Utilities have a pattern of trying “to spend money to influence policy in ways that, above all, protect or strengthen their monopolies and grow their profits, agnostic of the climate impacts,” he told ICN. “If we get the corrupting influence of utility money out of politics, I’ll very happily take my chances with honest policy debates that engage the public, which broadly supports the rapid transition from fossil fuels to clean energy.”

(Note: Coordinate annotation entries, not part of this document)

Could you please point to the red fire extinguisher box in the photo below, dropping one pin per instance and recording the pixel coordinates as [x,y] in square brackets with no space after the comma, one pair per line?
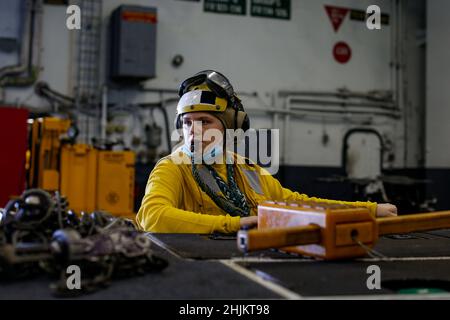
[13,146]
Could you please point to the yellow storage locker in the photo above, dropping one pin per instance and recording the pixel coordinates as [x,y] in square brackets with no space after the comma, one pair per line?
[115,182]
[79,176]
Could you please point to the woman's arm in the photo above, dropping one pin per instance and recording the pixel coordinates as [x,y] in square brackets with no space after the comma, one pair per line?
[162,208]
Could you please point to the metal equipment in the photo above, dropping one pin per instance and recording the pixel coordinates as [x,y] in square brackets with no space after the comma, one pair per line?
[329,231]
[38,234]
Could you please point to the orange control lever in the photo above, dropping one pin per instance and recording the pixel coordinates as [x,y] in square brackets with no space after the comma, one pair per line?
[329,231]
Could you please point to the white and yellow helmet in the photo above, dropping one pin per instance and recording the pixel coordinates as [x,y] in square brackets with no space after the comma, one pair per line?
[210,91]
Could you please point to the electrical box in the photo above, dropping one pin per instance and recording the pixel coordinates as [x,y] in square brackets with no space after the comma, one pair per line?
[133,43]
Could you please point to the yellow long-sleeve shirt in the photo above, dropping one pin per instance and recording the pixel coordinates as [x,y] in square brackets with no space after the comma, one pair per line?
[174,203]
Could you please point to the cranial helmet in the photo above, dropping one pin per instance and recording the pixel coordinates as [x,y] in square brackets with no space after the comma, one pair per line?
[210,91]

Mother Jones recounts the history of House Bill (HB) 6, the Ohio law that kept four money-losing coal and nuclear plants out of retirement, rolled back state renewables and energy efficiency targets, and left ratepayers to pay the $1.3-billion bill for all of that largesse. “Opponents of the HB6 law, which included an unlikely alliance of environmentalists and the natural gas industry, began to organize a referendum to repeal it, saying it amounted to a corporate bailout for the utility player FirstEnergy,” MoJo writes. “What ensued was an aggressive and bizarre counter-campaign launched by a set of mysterious actors that didn’t disclose their donors, all singularly focused on preventing the referendum from gathering enough signatures before its deadline.”
By October, it was clear the counter-campaign had worked, and the issue faded—until the FBI showed up at Householder’s farm last Tuesday with an arrest warrant.
In the wake of the bribery scandal, the U.S. Sierra Club and the American Wind Energy Association both called for HB6 to be reopened, and state politicians on both sides of the House got to work on repeal bills. A day later, Republican Governor Mike DeWine joined the push to repeal the bill, saying it had been tainted by the alleged bribes.
“No matter how good this policy is, the process…by which this bill was passed is simply not acceptable,” DeWine said Thursday. “That process, I believe, has forever tainted the bill, and now the law itself.” He called for HB6 to be replaced though “an open process that the public can have full confidence in.”
First Energy said it had received subpoenas connected with the investigation, and planned to cooperate, the Dayton Daily News reported Wednesday. Utility Dive says the company’s shares fell to $27.33 Thursday, from a 52-week high of $52.52.